CDAP - FI.2018.0209 - 2019-02-05 - A._____ et B._____ /Administration cantonale des impôts, Office d'impôt des districts de Lausanne et Ouest lausannois

5 février 2019Français10 min

Source vd.ch

Faits

Vu les faits suivants:

A.

A.________ et B.________ sont mariés et domiciliés au ********. Ils sont

actionnaires des sociétés C.________ et D.________.

B.

Le 28 juillet 2014, l'Office d'impôt des districts de Lausanne et Ouest

lausannois (ci-après: l'Office d'impôt) a rendu une décision de taxation

relative à l'impôt cantonal et communal et à l'impôt fédéral direct pour la

période fiscale 2012 sur la base de la déclaration d'impôt produite par les

époux.
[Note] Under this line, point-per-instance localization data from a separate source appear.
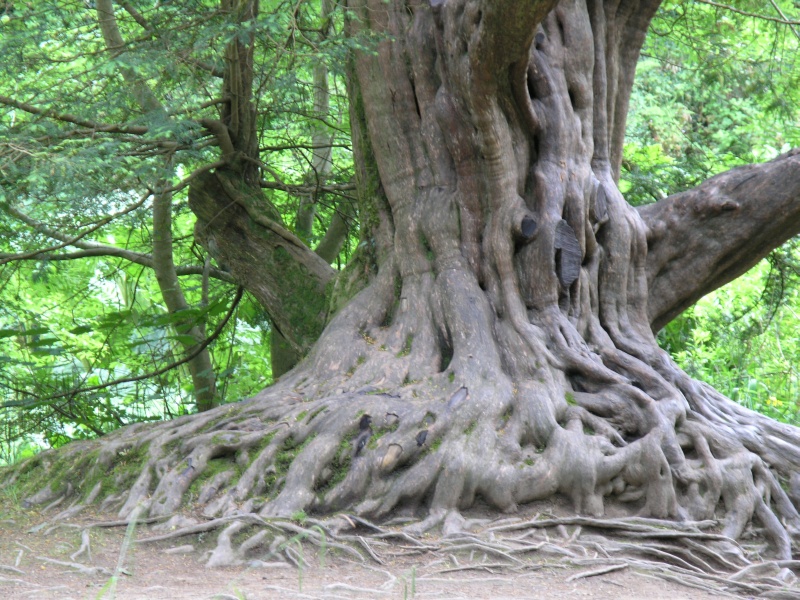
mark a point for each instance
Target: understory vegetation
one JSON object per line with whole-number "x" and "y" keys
{"x": 714, "y": 89}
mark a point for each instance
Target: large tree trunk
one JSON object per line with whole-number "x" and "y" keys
{"x": 493, "y": 339}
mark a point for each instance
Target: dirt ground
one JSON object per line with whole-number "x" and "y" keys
{"x": 39, "y": 560}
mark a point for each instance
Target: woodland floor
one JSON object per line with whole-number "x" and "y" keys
{"x": 31, "y": 546}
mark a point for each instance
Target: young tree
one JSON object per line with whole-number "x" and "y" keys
{"x": 493, "y": 336}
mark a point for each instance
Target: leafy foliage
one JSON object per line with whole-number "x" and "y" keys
{"x": 702, "y": 105}
{"x": 80, "y": 159}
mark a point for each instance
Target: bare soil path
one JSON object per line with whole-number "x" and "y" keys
{"x": 70, "y": 561}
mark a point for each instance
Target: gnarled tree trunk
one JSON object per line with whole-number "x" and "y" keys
{"x": 493, "y": 338}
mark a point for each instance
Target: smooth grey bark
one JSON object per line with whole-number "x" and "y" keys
{"x": 200, "y": 367}
{"x": 495, "y": 324}
{"x": 703, "y": 238}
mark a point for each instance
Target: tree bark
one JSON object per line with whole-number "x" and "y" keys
{"x": 190, "y": 334}
{"x": 492, "y": 339}
{"x": 701, "y": 239}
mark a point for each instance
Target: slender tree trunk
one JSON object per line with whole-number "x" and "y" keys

Cette décision est entrée en force.

C.

Le 22 décembre 2015, A.________ et B.________ se sont adressés à

l'Office d'impôt, par le biais de leur conseil, en les termes suivants:

"Madame, Monsieur,

En qualité de mandataire de nos clients susmentionnés, nous

avons bien reçu la taxation 2013 datée du 25 novembre 2015 et nous vous en

remercions.

Conformément à la taxation d'impôt 2013 (participations

qualifiées), nous vous prions de trouver ci-joint l'annexe 1 rectifiée correspondant

aux participations qualifiées de la déclaration 2014. En effet, l'abattement de

30% n'avait pas été pris en compte dans la déclaration envoyée le 15 juillet

2015.

Concernant la taxation d'impôts 2012, nous avons constaté que

l'abattement de 30% des participations qualifiées n'a pas été effectué. Nous

vous prions de bien vouloir faire le nécessaire et de prendre en compte

l'abattement de 30%.

[…]"

Par courrier du 5 janvier 2016, l'Office d'impôt a

accusé réception de la réclamation du 22 décembre 2015 contestant la décision

de taxation du 28 juillet 2014 pour la période fiscale 2012 et a informé les

intéressés que celle-ci paraissait irrecevable en raison de sa tardiveté. Un

délai leur a été imparti pour faire valoir leurs observations.

Le 27 janvier 2016, A.________ et B.________ ont informé

l'Office d'impôt qu'ils maintenaient leur réclamation. Bien que le délai pour contester

la décision de taxation ait été dépassé, ils ont soutenu que l'abattement de

30% des participations qualifiées avait été effectué d'office par l'autorité

fiscale dans sa décision de taxation concernant la période fiscale 2013 et

qu'il devrait en aller de même concernant la période fiscale 2012.

Le 21 mars 2016, le mandataire des époux a été

entendu dans les locaux de l'Office d'impôt.

Le 5 avril 2016, A.________ et B.________ ont

réaffirmé le maintien de leur réclamation.

Le 24 octobre 2017, l'Office d'impôt a informé les

époux que leur dossier était transmis à l'Administration cantonale des impôts

(ci-après: l'ACI ou l'autorité intimée) comme objet de sa compétence.

D.

Par décision du 27 septembre 2018, l'ACI a déclaré irrecevable la

réclamation formée par A.________ et B.________, pour cause de tardiveté.

E.

Par acte du 25 octobre 2018, A.________ et B.________ ont recouru contre

cette décision, concluant principalement à sa réforme, en ce sens "d'accepter

la recevabilité de la demande de correction d'erreurs et de transcription au

sens de l'art. 206 LI" et, subsidiairement, à l'annulation de la

décision précitée.

Le 27 novembre 2018, l'ACI a conclu au rejet du

recours.

L'Office d'impôt n'a pas procédé.

Invités à déposer d'éventuelles observations

complémentaires, les recourants ne se sont pas manifestés.

F.

La Cour a statué par voie de circulation.

Les arguments des parties seront repris ci-dessous

dans la mesure utile.

Considérants

1.

Déposé dans le délai de trente jours fixé par l’art. 95 de la loi

vaudoise du 28 octobre 2008 sur la procédure administrative (LPA-VD; BLV

173.

), le recours est intervenu en temps utile. Il respecte au surplus les

conditions formelles énoncées à l’art. 79 LPA-VD, de sorte qu'il y a lieu

d'entrer en matière.

2.

L'autorité intimée a déclaré irrecevable, pour tardiveté, la réclamation

formée le 22 décembre 2015 contre la décision de taxation du 28 juillet 2014.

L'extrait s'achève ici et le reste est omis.